In April 2018, 11 lions including 8 cubs were found dead after a suspected poisoning. A similar incident led to the death of 5 lions in May 2010. The most recent incident being this year’s six lions were found dead and dismembered after a suspected poisoning in one of Uganda’s most famous savannah parks, Queen Elizabeth.
The corpses (dead lions) were found in Queen Elizabeth national park with several of their body parts missing and these included heads and paws which had been hacked off. To many peoples dismay, the dead bodies were surrounded by dead vultures which justifies the findings that indeed the lions had been poisoned. In a statement released, UWAS communication manager Bashir Hangi said they were ‘saddened’ by the killings. He added that nature tourism is an important part of Uganda’s economy, contributing about 10% of its GDP,and plays a vital role in the conservation of animals.
Wildlife in Queen Elizabeth is therefore facing a crisis with threats ranging from poaching and the illegal wildlife trade. Habitats loss, human wildlife conflicts and climate change. From tree climbing lions listed as most vulnerable to pangolins, vultures, and many creatures are sliding towards extinction yet each of them is too vulnerable to lose and essential to the ecological balance of nature not just for the wildlife but for the future of humans and the planet.
Something so archaic as hunting and poaching should have been squashed long time ago but it’s not too late, we still got a chance to protect these species from extinction with consorted efforts if given support in the wake of the fight against poaching, poisoning and need to conserve these animals for the generations to come.

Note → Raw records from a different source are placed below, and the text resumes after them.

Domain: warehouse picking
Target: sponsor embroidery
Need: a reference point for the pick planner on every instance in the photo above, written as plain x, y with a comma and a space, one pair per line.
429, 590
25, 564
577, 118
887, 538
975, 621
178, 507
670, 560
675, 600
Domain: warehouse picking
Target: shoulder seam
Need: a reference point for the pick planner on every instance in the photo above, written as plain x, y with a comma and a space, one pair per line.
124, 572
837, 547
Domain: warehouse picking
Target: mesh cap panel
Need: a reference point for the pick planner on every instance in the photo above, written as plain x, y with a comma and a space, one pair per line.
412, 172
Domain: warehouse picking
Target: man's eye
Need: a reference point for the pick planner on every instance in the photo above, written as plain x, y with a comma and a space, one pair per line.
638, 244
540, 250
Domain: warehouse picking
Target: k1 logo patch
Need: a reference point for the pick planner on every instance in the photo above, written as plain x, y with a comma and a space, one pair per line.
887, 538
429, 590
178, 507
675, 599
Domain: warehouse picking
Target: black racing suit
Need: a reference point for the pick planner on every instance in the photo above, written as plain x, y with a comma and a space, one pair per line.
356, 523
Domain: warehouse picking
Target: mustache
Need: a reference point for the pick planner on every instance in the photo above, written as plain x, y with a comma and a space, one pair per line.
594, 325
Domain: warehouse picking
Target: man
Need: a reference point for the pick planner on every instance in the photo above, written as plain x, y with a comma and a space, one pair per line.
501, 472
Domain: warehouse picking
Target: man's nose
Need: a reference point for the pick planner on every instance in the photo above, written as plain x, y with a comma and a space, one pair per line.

Sustainable tourism is built around four pillars of tourism, economic sustainability, ecological sustainability, cultural sustainability and local sustainability.
All four of these elements must be addressed if we are to achieve sustainable tourism of which the component of local sustainability has not been addressed in Queen Elizabeth national park
Most of the people living in areas of Ishasha-queen Elizabeth national park live below the poverty line thus declared as poor, these means that these people have limited or no access to basic human needs. Of the total population of areas adjacent to queen Elizabeth national park, not more 10% benefits from tourism directly. This leaves most of the people disadvantaged thus not being able to bring basic human needs to themselves yet wild animals raid their crops and domestic animals hence ending up in activities against conservation like poisoning and poaching of the wild animals.